Cons: Existing staff will be personally invested in projects and work completed to develop their department. As such, they may be too close to the company to recognise the problems or too attached to existing processes to challenge them.

Ask your connections

Everyone has a network: School or university classmates, friends and family, as well as business contacts you’ve connected with over the years. Any of them may have a solution to your challenge.

Go through your LinkedIn connections and send a few messages. The professional focus of LinkedIn makes it ideal for reaching out about business challenges.

Pros: You know these people and can view their skills and experience. People are much more willing to help out someone they know, making it potentially much cheaper than a consulting firm. They may also know someone within their own network who can help.

Cons: Relying on people you know to do you favour gives you little leverage to make demands. They may not have a lot of time to help, making them slow to reply and little time to focus on the solution. As such, they are pretty unreliable for quick solutions to immediate problems, causing more uncertainty than they solve.

Try an expert network

If you’ve exhausted your personal networks, you could try an expert network. These are companies that connect businesses with relevant experts from around the world. You send your challenge to the expert network company, they find a suitable expert in their books, and then connect you. Think of it as tapping into someone else’s LinkedIn and getting a guaranteed response.

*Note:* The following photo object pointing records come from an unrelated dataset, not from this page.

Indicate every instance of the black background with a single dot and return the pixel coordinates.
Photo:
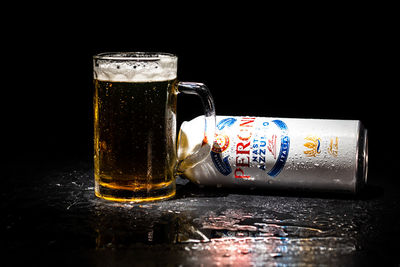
(256, 61)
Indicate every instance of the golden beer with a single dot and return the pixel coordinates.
(135, 125)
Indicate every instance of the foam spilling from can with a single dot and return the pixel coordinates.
(280, 153)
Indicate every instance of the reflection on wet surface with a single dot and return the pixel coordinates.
(197, 227)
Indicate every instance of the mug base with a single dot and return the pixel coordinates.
(135, 196)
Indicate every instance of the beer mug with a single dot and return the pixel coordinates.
(135, 125)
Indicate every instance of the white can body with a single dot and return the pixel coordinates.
(280, 153)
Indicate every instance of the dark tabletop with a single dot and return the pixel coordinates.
(50, 216)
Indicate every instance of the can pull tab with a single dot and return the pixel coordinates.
(201, 152)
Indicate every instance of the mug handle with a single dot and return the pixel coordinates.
(204, 149)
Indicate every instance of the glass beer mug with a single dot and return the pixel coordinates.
(135, 125)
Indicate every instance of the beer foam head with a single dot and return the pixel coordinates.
(135, 67)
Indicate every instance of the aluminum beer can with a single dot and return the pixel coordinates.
(279, 153)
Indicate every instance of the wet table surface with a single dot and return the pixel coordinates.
(50, 216)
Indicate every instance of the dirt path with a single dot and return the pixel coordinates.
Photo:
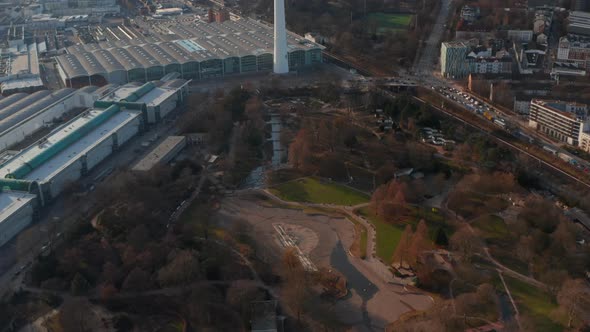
(374, 301)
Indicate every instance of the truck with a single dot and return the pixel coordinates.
(500, 122)
(550, 149)
(568, 158)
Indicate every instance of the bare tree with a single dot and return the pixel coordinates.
(466, 242)
(574, 297)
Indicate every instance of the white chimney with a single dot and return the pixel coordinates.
(281, 60)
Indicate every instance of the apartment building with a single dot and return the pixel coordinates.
(453, 59)
(564, 121)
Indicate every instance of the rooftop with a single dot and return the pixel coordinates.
(12, 201)
(68, 155)
(558, 106)
(176, 42)
(159, 153)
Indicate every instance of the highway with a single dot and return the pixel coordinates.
(503, 141)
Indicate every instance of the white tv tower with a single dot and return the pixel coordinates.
(280, 57)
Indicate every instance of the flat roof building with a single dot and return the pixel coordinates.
(16, 213)
(564, 121)
(453, 59)
(195, 49)
(162, 154)
(19, 68)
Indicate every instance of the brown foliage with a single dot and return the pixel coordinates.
(388, 201)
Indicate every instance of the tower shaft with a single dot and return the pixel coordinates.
(280, 56)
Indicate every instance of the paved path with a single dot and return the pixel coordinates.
(383, 301)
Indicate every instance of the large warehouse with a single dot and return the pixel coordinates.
(35, 175)
(68, 153)
(16, 213)
(21, 115)
(193, 48)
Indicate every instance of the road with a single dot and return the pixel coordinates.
(63, 212)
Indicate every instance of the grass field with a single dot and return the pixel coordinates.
(536, 303)
(387, 235)
(312, 190)
(389, 22)
(492, 227)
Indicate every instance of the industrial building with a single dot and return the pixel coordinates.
(560, 120)
(579, 23)
(19, 64)
(162, 154)
(33, 177)
(195, 49)
(159, 100)
(71, 151)
(16, 213)
(21, 115)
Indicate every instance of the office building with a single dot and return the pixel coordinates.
(453, 59)
(563, 121)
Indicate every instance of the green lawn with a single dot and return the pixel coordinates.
(470, 204)
(536, 303)
(312, 190)
(389, 234)
(389, 22)
(492, 227)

Pros: As there is a strong financial incentive to help, expert networks are very reliable in terms of connecting you. You’ll receive a fairly rapid response and can quickly jump on a call to discuss the challenge. Calls may total several hours, but it’s still a lot cheaper than hiring a consultant for two full weeks.

Cons: These calls don’t come cheap. Businesses can sometimes pay expert networks up to £1,300 per hour for advice and they have no idea how long it will take to find a solution. There is also no way to personally vet the expert ─ you simply have to trust the network company to connect you to the right person.

Engage a consultant

With the declining popularity of expert networks and recognising the need for quick, cost-effective consultancy, a number of disruptive services have now become available. For example, these disrupters might allow businesses to post their challenge to a network of experienced consultants for free to get a brief solution overview. In this situation, the business owner can then discuss or try out the suggestion without committing to anything, or follow up with the consultant for more depth.

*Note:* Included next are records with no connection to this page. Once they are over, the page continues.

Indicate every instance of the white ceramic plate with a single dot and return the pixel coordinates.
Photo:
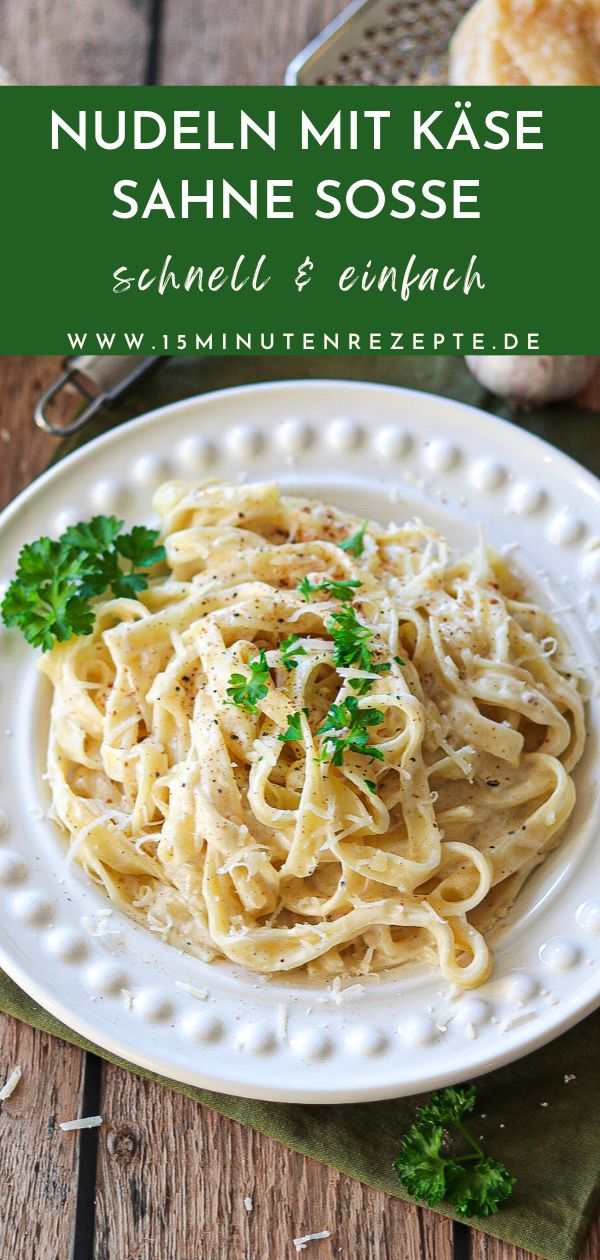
(387, 454)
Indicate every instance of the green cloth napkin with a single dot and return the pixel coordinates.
(552, 1149)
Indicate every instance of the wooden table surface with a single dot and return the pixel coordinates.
(165, 1178)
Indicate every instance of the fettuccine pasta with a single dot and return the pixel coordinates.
(246, 822)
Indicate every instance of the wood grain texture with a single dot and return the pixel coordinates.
(75, 40)
(231, 42)
(24, 451)
(173, 1177)
(38, 1162)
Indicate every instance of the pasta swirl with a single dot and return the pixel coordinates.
(231, 828)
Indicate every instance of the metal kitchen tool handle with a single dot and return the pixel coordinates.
(100, 379)
(381, 42)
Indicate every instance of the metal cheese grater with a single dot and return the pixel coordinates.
(378, 42)
(381, 42)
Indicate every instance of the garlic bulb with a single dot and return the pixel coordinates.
(532, 378)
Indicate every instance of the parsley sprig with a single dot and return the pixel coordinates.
(340, 590)
(289, 652)
(354, 544)
(347, 731)
(49, 597)
(351, 639)
(246, 692)
(430, 1168)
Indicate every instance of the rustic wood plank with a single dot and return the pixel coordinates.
(173, 1177)
(24, 451)
(225, 43)
(75, 40)
(38, 1162)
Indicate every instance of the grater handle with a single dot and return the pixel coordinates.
(100, 379)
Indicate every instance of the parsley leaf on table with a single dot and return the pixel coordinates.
(473, 1183)
(289, 652)
(346, 730)
(49, 597)
(246, 692)
(354, 544)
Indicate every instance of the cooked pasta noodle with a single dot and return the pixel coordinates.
(222, 837)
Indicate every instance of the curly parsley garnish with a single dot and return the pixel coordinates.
(430, 1164)
(354, 546)
(342, 590)
(346, 728)
(289, 652)
(351, 639)
(49, 597)
(246, 692)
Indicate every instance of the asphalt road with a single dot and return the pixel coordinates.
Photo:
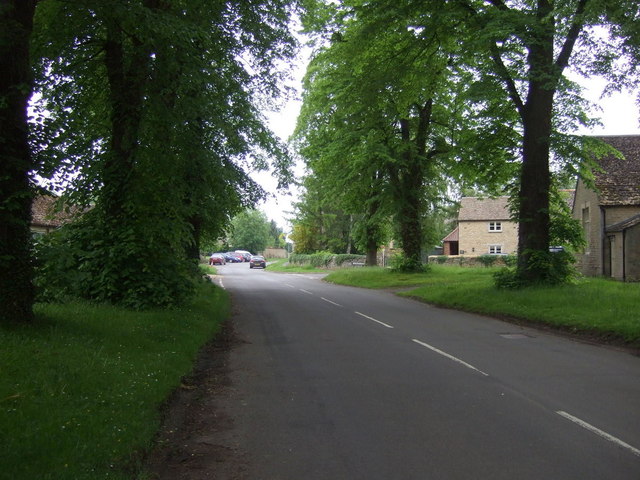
(335, 382)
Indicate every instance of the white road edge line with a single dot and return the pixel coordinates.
(598, 432)
(332, 303)
(450, 357)
(374, 320)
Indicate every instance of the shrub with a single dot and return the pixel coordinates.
(554, 268)
(343, 258)
(487, 260)
(403, 264)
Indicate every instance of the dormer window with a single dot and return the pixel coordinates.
(495, 226)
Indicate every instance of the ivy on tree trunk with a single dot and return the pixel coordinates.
(16, 270)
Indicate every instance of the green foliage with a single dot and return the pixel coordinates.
(82, 388)
(155, 130)
(250, 231)
(487, 260)
(347, 258)
(324, 259)
(318, 259)
(551, 268)
(80, 261)
(403, 264)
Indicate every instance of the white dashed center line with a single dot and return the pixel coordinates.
(450, 357)
(598, 432)
(332, 303)
(374, 320)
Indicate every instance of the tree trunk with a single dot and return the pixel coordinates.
(535, 179)
(16, 270)
(410, 185)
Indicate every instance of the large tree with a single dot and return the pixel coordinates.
(155, 124)
(16, 290)
(532, 45)
(388, 113)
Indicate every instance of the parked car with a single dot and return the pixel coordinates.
(233, 257)
(217, 259)
(257, 262)
(245, 254)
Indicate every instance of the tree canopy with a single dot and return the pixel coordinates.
(424, 94)
(148, 117)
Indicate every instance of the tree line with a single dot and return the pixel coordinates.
(405, 101)
(146, 116)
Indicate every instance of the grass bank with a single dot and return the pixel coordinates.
(593, 306)
(81, 388)
(282, 265)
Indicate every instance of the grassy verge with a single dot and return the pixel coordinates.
(207, 269)
(80, 389)
(593, 306)
(281, 265)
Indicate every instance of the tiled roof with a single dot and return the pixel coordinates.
(475, 208)
(453, 236)
(625, 224)
(43, 213)
(619, 183)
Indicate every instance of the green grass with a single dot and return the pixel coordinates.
(81, 388)
(594, 305)
(207, 269)
(281, 265)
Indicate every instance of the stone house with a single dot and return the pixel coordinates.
(44, 217)
(610, 215)
(484, 228)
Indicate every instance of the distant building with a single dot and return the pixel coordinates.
(44, 217)
(610, 215)
(484, 228)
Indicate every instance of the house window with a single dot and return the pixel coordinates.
(586, 225)
(495, 249)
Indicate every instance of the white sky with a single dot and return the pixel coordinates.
(620, 116)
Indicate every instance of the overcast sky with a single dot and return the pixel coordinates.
(619, 115)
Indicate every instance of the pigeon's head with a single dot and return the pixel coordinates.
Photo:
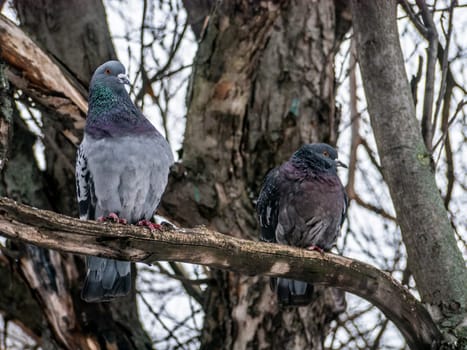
(318, 155)
(111, 74)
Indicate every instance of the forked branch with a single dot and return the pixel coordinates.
(203, 246)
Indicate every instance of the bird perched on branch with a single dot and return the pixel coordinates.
(122, 170)
(302, 203)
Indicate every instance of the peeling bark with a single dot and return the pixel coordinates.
(54, 278)
(206, 247)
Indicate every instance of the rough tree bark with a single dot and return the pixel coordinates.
(262, 85)
(433, 256)
(206, 247)
(56, 278)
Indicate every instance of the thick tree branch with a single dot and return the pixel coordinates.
(205, 247)
(433, 256)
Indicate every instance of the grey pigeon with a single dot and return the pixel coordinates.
(302, 203)
(122, 170)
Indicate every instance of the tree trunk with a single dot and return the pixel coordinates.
(262, 85)
(76, 34)
(433, 256)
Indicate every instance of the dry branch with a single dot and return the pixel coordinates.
(34, 72)
(206, 247)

Pros: Reviewing responses before committing to a consultant means you can find someone who speaks your language. You can assess which of the consultants has the relevant level of experience and offers a solution that you understand, so there is no risk of overcomplicating the solution.

Such a network is likely to have expert consultants from a variety of fields which can be helpful if you have a multi-faceted challenge requiring more than one consultant.

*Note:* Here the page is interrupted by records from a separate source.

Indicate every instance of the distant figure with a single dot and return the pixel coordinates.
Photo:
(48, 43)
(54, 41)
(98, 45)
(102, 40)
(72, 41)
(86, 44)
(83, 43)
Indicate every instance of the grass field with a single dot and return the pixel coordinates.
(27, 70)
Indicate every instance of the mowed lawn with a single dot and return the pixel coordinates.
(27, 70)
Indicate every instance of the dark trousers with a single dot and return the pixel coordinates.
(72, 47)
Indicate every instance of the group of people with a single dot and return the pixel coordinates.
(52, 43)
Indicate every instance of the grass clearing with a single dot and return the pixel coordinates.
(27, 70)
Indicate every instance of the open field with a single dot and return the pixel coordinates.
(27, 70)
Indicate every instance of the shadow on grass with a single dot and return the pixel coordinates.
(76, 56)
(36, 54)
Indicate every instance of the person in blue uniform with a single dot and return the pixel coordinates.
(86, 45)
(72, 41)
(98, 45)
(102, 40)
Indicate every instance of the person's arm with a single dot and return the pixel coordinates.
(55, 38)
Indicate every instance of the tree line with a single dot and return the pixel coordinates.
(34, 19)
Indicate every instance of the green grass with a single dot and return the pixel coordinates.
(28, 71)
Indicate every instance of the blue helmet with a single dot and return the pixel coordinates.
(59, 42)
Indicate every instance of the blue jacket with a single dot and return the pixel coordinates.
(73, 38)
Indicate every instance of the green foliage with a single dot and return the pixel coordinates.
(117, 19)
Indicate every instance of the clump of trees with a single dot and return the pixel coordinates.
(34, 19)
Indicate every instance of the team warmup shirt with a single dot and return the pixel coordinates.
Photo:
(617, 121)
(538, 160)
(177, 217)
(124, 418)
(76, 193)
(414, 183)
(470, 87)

Cons: Calls can be expensive (e.g. £250/hr) but you do only pay for the amount of work you need, avoiding the cost associated with minimum contracts. Consultants may also have full-time jobs and therefore be unable to visit your premises or commence work immediately, restricting them to calls only.

With any consultancy option, whether in house, a member of your network or an external consultant, it’s still on you to assess the solution and accept the risk. If it doesn’t work then you’ve wasted time and money with no recourse.

It’s also on your team to implement the solution. A consultant may be able to help on-site but they’ll only be responsible for their area of expertise. As you’ll know, it takes a team to make any business successful. A consultant can only help navigate specific hurdles to help you achieve success.

As a small business owner, you want access to good advice at the right price, when you need it. With this in place, you’ll be able to overcome any challenge that comes your way, without accruing huge overheads.